Vincent s'est mis au jogging. Nouvelle lubie. Et comme
toujours sur chaque sujet qu'il entreprend, il y met de l'engagement. Il a pas
mal grossi ces derniers temps. Mais il dégage une force physique incroyable.
Moi, je reste toujours aussi chétif. En plus, cela commence à faire pas mal de
temps que je ne fais plus de sport. Heureusement, ces dernières années, Vincent
m'a régulièrement invité à des rendez-vous sportifs: un match de foot du dimanche
par-ci, une partie de squash par-là, ou une séance de tennis dans un centre
huppé. Mais cette fois, c'est carrément pour faire le semi-marathon de Paris
qu'il m'interpelle. Je n'en reviens pas, mais j'accepte de participer avec lui.

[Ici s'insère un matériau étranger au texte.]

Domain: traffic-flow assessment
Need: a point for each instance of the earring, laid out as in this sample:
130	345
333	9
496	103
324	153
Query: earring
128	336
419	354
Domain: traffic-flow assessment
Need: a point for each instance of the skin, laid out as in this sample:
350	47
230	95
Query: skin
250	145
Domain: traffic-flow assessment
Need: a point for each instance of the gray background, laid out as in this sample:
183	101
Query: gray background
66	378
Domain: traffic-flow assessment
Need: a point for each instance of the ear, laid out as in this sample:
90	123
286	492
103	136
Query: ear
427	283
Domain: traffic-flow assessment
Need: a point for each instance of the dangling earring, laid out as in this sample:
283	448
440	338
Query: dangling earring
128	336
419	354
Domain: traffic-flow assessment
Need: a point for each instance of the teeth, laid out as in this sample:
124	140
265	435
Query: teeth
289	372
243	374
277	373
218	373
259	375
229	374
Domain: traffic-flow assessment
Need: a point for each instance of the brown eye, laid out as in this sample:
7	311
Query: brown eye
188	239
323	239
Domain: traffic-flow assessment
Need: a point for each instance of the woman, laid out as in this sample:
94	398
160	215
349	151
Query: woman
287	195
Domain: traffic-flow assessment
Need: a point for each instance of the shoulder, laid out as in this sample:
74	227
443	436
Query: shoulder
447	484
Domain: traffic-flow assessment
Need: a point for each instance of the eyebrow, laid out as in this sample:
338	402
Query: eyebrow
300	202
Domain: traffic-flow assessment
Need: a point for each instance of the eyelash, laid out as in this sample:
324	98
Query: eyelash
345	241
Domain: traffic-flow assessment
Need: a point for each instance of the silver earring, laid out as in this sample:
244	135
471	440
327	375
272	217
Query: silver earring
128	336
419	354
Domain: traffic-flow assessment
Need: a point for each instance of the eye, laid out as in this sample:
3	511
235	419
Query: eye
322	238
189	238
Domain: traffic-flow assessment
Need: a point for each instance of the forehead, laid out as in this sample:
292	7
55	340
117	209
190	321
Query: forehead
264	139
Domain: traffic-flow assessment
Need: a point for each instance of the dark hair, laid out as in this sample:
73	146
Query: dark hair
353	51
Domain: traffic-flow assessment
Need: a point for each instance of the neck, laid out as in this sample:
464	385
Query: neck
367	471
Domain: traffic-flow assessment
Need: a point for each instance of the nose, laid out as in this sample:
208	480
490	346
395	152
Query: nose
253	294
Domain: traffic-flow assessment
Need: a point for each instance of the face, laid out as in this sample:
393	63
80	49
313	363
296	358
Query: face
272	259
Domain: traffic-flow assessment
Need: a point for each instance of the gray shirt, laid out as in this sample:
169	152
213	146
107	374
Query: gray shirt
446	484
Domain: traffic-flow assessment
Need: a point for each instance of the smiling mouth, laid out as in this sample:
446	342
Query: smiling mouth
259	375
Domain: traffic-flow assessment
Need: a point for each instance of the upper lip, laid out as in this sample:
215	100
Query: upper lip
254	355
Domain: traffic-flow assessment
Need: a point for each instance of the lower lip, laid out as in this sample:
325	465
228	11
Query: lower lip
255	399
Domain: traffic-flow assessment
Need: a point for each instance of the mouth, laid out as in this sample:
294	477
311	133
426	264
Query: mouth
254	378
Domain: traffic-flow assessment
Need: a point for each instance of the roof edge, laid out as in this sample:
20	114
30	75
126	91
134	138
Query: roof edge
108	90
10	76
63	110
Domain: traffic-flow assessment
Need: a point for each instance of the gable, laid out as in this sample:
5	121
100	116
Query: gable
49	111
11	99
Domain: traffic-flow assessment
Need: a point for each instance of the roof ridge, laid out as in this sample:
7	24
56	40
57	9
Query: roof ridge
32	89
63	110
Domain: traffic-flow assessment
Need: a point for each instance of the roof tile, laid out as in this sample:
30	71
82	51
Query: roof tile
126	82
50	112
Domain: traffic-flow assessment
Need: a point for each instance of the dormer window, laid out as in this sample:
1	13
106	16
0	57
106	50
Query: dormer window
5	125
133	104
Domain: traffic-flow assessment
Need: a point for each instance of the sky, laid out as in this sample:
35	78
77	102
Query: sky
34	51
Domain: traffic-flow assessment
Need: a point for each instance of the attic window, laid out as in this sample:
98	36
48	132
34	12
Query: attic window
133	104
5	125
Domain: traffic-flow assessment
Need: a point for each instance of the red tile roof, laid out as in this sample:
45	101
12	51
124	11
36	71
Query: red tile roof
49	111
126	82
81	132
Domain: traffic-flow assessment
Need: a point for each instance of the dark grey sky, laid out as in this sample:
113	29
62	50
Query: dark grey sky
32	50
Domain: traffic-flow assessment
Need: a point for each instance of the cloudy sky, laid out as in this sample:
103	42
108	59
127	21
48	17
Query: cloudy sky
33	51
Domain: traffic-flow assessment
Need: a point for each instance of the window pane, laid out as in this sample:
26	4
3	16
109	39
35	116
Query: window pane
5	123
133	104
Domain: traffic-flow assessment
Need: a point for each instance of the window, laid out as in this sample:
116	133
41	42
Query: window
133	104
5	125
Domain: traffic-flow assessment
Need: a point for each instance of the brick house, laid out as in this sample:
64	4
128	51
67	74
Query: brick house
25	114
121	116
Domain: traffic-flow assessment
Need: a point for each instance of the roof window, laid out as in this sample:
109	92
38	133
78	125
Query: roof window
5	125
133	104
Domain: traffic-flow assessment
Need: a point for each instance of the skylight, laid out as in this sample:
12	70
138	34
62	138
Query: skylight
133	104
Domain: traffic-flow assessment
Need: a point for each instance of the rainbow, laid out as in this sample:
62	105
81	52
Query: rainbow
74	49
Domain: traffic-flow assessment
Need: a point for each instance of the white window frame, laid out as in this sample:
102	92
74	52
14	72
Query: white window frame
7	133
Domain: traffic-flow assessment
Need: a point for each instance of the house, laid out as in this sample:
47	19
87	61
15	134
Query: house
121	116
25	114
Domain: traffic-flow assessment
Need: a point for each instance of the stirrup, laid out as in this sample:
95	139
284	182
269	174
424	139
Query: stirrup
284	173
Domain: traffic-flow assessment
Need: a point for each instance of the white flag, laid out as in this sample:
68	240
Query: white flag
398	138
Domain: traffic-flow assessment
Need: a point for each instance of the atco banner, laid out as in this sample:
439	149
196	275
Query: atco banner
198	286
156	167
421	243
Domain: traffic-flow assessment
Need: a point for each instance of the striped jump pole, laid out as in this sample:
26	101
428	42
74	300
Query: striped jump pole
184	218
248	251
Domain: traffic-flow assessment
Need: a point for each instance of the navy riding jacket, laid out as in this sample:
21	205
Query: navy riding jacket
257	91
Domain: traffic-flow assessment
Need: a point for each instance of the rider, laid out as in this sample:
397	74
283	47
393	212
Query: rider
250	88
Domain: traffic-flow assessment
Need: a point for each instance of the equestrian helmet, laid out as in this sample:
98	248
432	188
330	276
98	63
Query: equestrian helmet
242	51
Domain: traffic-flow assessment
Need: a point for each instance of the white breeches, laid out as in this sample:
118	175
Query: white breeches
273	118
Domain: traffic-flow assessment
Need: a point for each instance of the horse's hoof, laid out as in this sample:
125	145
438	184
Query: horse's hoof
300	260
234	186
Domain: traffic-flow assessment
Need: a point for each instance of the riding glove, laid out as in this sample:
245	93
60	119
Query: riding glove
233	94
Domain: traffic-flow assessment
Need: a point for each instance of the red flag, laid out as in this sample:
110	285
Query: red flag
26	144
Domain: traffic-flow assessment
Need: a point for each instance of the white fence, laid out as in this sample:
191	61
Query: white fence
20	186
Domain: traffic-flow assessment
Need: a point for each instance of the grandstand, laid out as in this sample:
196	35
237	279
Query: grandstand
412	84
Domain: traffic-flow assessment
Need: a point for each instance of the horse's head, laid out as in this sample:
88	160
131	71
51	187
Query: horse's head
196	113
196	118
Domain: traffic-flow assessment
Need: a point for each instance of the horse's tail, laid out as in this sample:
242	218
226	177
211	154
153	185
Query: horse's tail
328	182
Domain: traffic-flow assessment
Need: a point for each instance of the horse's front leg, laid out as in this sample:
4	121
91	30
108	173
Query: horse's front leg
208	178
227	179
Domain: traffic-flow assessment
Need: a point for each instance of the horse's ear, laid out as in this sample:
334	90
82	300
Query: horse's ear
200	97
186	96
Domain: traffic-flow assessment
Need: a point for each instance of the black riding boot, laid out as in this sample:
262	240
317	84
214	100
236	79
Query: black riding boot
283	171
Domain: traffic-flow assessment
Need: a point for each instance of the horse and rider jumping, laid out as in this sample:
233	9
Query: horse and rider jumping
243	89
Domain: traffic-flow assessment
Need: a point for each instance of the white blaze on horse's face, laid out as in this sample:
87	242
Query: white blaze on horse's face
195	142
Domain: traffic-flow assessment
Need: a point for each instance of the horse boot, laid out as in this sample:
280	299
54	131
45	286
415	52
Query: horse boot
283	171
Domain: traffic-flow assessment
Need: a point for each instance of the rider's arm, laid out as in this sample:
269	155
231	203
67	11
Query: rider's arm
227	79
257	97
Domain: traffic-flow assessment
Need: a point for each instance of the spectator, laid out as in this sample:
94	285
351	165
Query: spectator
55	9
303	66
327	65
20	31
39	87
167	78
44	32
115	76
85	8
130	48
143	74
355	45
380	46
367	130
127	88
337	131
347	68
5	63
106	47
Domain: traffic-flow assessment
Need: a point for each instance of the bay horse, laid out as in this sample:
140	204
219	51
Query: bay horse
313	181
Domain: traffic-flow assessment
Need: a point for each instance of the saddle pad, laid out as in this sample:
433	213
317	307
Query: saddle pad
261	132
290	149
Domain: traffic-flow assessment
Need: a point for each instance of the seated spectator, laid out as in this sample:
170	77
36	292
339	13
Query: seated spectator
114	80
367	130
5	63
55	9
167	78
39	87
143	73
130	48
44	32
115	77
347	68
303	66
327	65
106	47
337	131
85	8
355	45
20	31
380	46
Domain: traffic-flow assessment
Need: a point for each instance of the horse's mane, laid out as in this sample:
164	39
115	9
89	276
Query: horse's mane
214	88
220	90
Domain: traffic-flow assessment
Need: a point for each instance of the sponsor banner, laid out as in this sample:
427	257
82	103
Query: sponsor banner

Je pars m'acheter des tennis, je n'ai même plus de chaussures de sport à cette
époque-là. Je choisis les moins chères au centre commercial, elles n'ont même
pas de lacet, ça me posera problème pour le compteur de passage de la course
qu'il fallait fixer à sa chaussure. Pas de chance pour moi. Nous voila sur la
ligne de départ de la course. C'est une bousculade incroyable. Je ne suis pas
pressé de courir, moi. Vincent m'explique le système des ballons, qui portent
des temps de référence. Il est à fond. C'est parti. On fait 5 kms ensemble.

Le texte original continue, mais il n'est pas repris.